Они даже вздрагивают. Переглядываются. Быстро тараторят по-казахски.

— А… откуда вы приехали?

Как будто неясно, я должен всё им назвать. Какой же дурак приедет сюда наниматься, да ещё в марте месяце?

— Час назад я приехал сюда в ссылку.

Они принимают многознающий вид и один за другим исчезают в кабинете зава. Они ушли, — и теперь я вижу на себе взгляд машинистки лет под пятьдесят, русской. Миг — как искра, и мы — земляки: с Архипелага и она! Откуда, за что, с какого года? Надежда Николаевна Грекова из казачьей новочеркасской семьи, арестована в 1937, простая машинистка и всем арсеналом Органов вмята, что состояла в какой-то фантастической террористической организации.

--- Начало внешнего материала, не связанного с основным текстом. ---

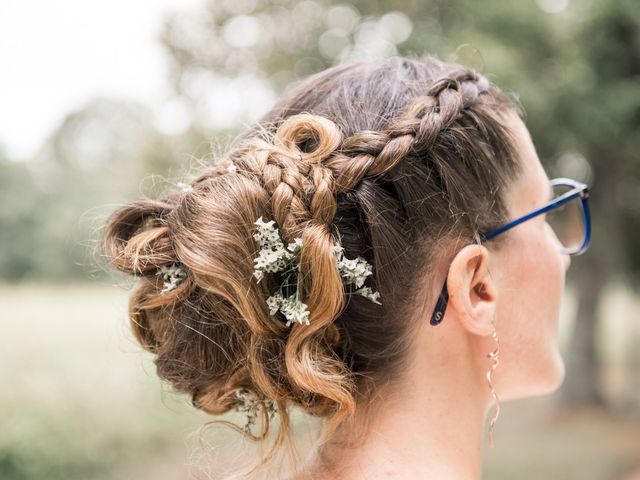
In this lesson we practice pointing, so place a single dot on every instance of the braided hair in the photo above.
(393, 160)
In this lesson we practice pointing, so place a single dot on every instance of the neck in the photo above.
(430, 427)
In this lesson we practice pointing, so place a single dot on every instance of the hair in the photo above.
(394, 160)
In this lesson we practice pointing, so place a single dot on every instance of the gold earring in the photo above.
(494, 357)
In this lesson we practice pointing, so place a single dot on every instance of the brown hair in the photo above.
(393, 160)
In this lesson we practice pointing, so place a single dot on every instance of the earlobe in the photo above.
(472, 291)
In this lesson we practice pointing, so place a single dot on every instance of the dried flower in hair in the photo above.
(274, 257)
(249, 403)
(172, 275)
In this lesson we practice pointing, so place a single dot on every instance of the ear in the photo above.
(472, 292)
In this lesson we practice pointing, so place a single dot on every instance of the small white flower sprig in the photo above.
(172, 276)
(249, 403)
(274, 257)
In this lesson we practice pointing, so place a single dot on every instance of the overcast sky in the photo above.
(56, 55)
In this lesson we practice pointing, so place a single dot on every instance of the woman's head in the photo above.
(402, 162)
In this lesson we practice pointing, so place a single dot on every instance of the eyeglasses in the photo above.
(568, 216)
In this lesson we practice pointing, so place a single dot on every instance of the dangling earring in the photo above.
(494, 357)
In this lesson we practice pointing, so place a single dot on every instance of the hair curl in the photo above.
(392, 160)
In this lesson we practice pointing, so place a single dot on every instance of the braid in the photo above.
(369, 153)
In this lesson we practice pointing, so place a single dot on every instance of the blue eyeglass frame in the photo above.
(578, 189)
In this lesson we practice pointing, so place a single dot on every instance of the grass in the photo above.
(80, 400)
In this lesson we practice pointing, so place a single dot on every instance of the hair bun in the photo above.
(312, 136)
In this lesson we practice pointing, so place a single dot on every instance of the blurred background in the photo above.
(106, 102)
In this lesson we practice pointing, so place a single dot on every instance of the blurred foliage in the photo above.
(574, 66)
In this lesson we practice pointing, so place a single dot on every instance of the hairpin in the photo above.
(172, 276)
(249, 403)
(274, 257)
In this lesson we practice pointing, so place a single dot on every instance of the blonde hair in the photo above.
(391, 160)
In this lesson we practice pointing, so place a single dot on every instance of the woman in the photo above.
(354, 255)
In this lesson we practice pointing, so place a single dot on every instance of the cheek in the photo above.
(529, 311)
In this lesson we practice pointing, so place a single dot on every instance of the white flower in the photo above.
(366, 292)
(274, 257)
(354, 271)
(249, 403)
(274, 302)
(295, 246)
(295, 311)
(172, 275)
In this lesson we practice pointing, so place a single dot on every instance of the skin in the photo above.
(433, 425)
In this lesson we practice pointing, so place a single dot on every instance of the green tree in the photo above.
(575, 70)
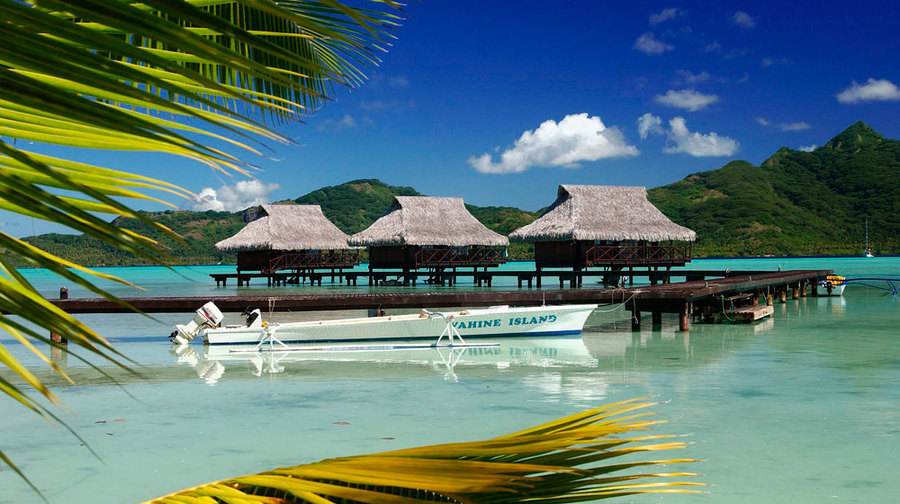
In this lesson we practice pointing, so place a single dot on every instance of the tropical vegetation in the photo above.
(795, 203)
(573, 459)
(200, 79)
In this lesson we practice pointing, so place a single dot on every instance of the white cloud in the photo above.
(648, 44)
(347, 121)
(686, 99)
(872, 90)
(743, 20)
(666, 15)
(697, 144)
(797, 126)
(231, 198)
(687, 77)
(649, 124)
(574, 139)
(713, 47)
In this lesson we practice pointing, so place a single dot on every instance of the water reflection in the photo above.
(213, 363)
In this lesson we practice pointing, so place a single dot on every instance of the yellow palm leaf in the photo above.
(560, 461)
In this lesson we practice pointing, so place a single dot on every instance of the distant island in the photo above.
(795, 203)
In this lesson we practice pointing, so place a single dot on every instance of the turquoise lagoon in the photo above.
(801, 408)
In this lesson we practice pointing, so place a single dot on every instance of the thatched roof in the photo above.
(287, 227)
(614, 213)
(423, 220)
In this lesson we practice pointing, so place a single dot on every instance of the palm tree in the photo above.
(174, 76)
(573, 459)
(170, 76)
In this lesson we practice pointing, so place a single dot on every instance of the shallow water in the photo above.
(800, 408)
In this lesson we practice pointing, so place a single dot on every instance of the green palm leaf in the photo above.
(128, 76)
(566, 460)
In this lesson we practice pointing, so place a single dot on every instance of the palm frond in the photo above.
(561, 461)
(167, 76)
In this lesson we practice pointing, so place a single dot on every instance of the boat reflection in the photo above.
(214, 362)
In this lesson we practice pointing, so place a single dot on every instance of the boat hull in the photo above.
(491, 322)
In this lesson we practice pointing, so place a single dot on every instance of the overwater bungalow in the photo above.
(430, 233)
(290, 238)
(605, 226)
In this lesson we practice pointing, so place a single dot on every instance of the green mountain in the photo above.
(352, 206)
(355, 205)
(795, 202)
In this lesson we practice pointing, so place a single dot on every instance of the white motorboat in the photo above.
(487, 322)
(832, 285)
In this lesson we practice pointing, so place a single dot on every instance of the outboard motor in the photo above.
(254, 317)
(207, 316)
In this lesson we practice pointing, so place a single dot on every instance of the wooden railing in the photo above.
(449, 257)
(598, 255)
(306, 260)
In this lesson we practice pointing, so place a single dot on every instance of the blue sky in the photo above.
(499, 102)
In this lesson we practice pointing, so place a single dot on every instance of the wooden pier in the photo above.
(480, 278)
(698, 297)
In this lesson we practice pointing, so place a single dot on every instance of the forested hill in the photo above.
(795, 202)
(352, 206)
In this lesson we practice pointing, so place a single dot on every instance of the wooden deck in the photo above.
(683, 298)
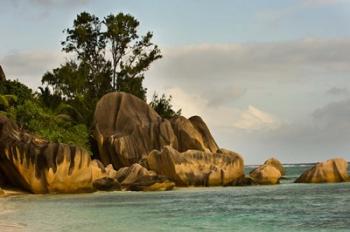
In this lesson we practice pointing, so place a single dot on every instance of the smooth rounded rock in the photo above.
(196, 168)
(39, 166)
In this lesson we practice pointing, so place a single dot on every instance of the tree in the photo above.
(162, 105)
(131, 55)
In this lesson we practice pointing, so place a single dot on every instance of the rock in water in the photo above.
(330, 171)
(39, 166)
(2, 74)
(196, 168)
(267, 174)
(129, 131)
(277, 164)
(138, 178)
(106, 184)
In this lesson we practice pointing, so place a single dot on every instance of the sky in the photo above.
(270, 78)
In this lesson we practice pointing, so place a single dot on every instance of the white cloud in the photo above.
(29, 66)
(255, 119)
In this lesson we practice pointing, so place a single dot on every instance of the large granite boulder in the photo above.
(39, 166)
(2, 74)
(195, 167)
(138, 178)
(193, 134)
(277, 164)
(127, 129)
(330, 171)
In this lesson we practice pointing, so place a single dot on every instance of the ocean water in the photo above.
(284, 207)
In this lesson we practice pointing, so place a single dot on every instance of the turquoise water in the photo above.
(285, 207)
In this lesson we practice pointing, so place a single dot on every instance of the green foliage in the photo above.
(54, 127)
(7, 100)
(15, 88)
(110, 55)
(163, 106)
(131, 55)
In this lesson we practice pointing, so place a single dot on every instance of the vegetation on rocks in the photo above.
(109, 55)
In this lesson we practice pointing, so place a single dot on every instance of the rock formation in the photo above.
(39, 166)
(2, 74)
(129, 131)
(196, 168)
(330, 171)
(268, 173)
(138, 178)
(277, 164)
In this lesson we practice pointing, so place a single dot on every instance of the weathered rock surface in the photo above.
(2, 74)
(265, 175)
(127, 129)
(138, 178)
(193, 136)
(330, 171)
(277, 164)
(39, 166)
(106, 184)
(196, 168)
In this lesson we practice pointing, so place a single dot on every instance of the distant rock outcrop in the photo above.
(129, 131)
(196, 168)
(267, 174)
(2, 74)
(39, 166)
(330, 171)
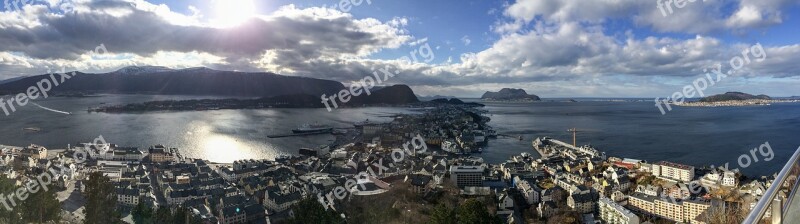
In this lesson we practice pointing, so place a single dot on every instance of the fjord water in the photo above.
(698, 136)
(695, 136)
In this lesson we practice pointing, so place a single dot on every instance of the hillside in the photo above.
(196, 81)
(729, 96)
(507, 94)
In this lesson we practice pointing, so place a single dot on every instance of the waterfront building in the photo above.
(159, 153)
(673, 171)
(467, 176)
(613, 213)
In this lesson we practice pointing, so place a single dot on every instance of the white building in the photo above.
(467, 176)
(729, 179)
(613, 213)
(673, 171)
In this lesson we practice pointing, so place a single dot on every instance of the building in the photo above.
(278, 202)
(693, 208)
(582, 200)
(34, 151)
(528, 190)
(728, 179)
(686, 211)
(613, 213)
(673, 171)
(159, 153)
(467, 176)
(128, 196)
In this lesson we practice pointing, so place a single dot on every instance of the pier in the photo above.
(298, 134)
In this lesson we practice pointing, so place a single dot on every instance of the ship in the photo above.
(363, 123)
(312, 128)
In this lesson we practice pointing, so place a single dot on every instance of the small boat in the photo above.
(363, 123)
(312, 128)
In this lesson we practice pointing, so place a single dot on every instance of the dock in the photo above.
(298, 134)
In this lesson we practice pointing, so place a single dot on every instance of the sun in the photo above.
(233, 12)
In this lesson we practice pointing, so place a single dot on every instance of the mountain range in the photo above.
(508, 94)
(192, 81)
(733, 96)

Десять лет, а теперь — повторница, и — вечная ссылка.

Понижая голос и оглядываясь на притворенную дверь заведующего, она толково информирует меня: две десятилетки, несколько семилеток, район задыхается без математиков, нет ни одного с высшим образованием, а какие такие бывают физики — тут и не видели никогда. Звонок из кабинета. Несмотря на полноту, машинистка вскакивает, бодро бежит — вся служба, и на возврате громко официально вызывает меня.

Красная скатерть на столе. На диване — оба толстых инспектора, очень удобно сидят. В большом кресле под портретом Сталина — заведующий: маленькая гибкая привлекательная казашка с манерами кошки и змеи. Сталин недобро усмехается мне с портрета.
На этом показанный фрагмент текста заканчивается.